In a fact sheet, the White House highlighted the ways in which the $10 billion in public safety funds from the ARP have been committed, including $1 billion for bonuses for front-line public safety workers; more than $2 billion for crime prevention; nearly $1 billion to prevent domestic abuse; and $450 million for new equipment such as cars, radio systems and body cameras.

An eye on November: The effort to boost the police and crime prevention comes as Democrats look ahead to what could be a very difficult midterm election cycle, in which crime joins the economy as a leading issue that could determine the outcome. 

Fear of crime has been edging higher according to a Gallup poll released in April, with 53% of Americans saying they worry about crime and violence a great deal, the highest level since 2016. Earlier this week, the Centers for Disease Control and Prevention reported that the U.S. homicide rate from gun violence rose 35% in 2020, the first year of the pandemic. It was the highest level since 1994.

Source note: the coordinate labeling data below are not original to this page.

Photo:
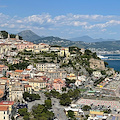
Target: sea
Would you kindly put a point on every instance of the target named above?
(113, 61)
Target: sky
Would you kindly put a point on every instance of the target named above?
(62, 18)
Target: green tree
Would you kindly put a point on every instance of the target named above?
(71, 114)
(23, 112)
(86, 108)
(65, 99)
(48, 103)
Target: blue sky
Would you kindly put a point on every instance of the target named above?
(62, 18)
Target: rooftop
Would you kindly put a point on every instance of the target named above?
(6, 102)
(4, 108)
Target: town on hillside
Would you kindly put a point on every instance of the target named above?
(51, 82)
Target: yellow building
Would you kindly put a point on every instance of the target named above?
(4, 113)
(7, 104)
(37, 84)
(71, 76)
(28, 88)
(77, 112)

While a handful of progressives to Biden’s left have called for significant reforms to policing in the wake of the murder of George Floyd by a white Minneapolis police officer in 2020, under the banner of "defund the police," Biden has made it clear that he has no sympathy for that approach. In his State of the Union address in March, Biden said the "answer is not to defund the police. It's to fund the police. Fund them. Fund them."

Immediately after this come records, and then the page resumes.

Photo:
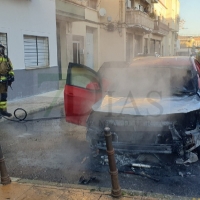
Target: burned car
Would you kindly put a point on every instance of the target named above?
(150, 105)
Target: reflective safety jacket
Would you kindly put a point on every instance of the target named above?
(6, 68)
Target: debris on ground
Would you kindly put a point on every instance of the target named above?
(180, 174)
(84, 159)
(84, 181)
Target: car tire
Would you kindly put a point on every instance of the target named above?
(198, 151)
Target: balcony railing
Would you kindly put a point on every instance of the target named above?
(160, 28)
(173, 24)
(70, 10)
(81, 3)
(139, 19)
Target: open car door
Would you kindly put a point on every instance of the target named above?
(81, 91)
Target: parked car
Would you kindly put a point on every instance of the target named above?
(151, 105)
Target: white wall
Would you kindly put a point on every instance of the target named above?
(32, 17)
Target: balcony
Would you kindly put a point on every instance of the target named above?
(173, 24)
(160, 28)
(139, 20)
(70, 10)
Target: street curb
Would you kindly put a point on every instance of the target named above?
(32, 111)
(95, 189)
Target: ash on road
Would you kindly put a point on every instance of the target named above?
(57, 151)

IRS Under Fire After Destroying 30 Million Tax Documents

The Internal Revenue Service, struggling to deal with a massive backlog of paper filings, decided to "destroy an estimated 30 million paper-filed information return documents in March 2021," the agency’s watchdog reported last week.

The IRS said in a statement Thursday that taxpayers "have not been and will not be subject to penalties resulting from this action." It said that it processed 3.2 billion information returns in 2020 and that the destroyed documents are not tax returns but documents submitted to the IRS by third-party payors. It added that 99% of the information returns were already processed and the remaining 1% of those documents "were destroyed due to a software limitation and to make room for new documents relevant to the pending 2021 filing season."

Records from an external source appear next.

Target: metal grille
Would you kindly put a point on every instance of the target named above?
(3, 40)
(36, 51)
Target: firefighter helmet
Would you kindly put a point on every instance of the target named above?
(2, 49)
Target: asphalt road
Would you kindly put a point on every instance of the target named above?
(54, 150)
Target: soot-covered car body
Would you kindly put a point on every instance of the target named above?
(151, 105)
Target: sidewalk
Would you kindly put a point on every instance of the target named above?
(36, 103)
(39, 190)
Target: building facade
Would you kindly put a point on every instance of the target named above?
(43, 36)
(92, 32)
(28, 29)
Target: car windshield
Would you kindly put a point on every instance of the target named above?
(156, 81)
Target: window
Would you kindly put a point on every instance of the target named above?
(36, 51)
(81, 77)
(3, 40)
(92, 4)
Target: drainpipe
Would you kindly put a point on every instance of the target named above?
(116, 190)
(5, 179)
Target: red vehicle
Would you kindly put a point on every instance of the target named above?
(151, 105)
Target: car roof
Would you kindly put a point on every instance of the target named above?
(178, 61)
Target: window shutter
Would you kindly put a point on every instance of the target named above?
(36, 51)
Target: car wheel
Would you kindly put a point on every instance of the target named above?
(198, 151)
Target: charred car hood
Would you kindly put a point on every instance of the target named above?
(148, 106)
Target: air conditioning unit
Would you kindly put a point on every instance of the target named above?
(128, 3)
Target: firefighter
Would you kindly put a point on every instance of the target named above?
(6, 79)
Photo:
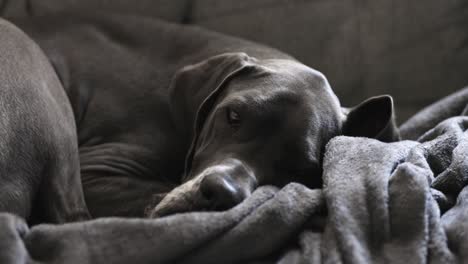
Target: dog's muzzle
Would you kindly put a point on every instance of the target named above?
(217, 187)
(226, 185)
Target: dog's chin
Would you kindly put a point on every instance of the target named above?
(185, 198)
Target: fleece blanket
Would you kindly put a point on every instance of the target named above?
(380, 203)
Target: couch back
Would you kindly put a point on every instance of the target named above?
(417, 51)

The agency also said that "this situation reflects the significant issues posed by antiquated IRS technology."

The destruction of documents has sparked a backlash from tax preparers, with some reportedly concerned that the decision could hamper the agency’s ability to verify returns and trigger additional error notices. "IRS management’s decision to destroy information return documents due to the processing backlog raised numerous questions regarding IRS’ decision making and risk assessment process," Edward Karl, vice president of taxation at the American Institute of CPAs, said in a statement. "The IRS’ recent statement provided some of the answers, but American taxpayers deserve to know why this decision was made and how it might impact them."

Rep. Bill Pascrell (D-NJ), chairman of the House Ways and Means Oversight Subcommittee, on Friday called for President Biden to replace IRS Commissioner Chuck Rettig, describing the document destruction as the latest black eye for the agency.

"The IRS is vital to public confidence in our nation and its Trump-appointed leader has failed," Pascrell said in a statement. "The manner by which we are learning about the destruction of unprocessed paperwork is just the latest example of the lackadaisical attitude from Mr. Rettig. This latest revelation adds to the public’s plummeting confidence in our unfair two-tier tax system. That confidence cannot recover if all the American people see at the IRS is incompetence and catastrophe."

Quote of the Day

"We’re sitting in Washington going, ‘We’ve got this American Rescue Plan money, we’ve got this bipartisan infrastructure money and it’s no good unless it’s getting to the people who need it most.’ And we have been very focused on ensuring that as these resources are made available, and they’re not just going to the same old people, the same old places."

White House domestic policy adviser Susan Rice, quoted by Politico in a story about the challenges facing the Biden administration in ensuring that the federal bureaucracy delivers billions in new funding to poor rural areas.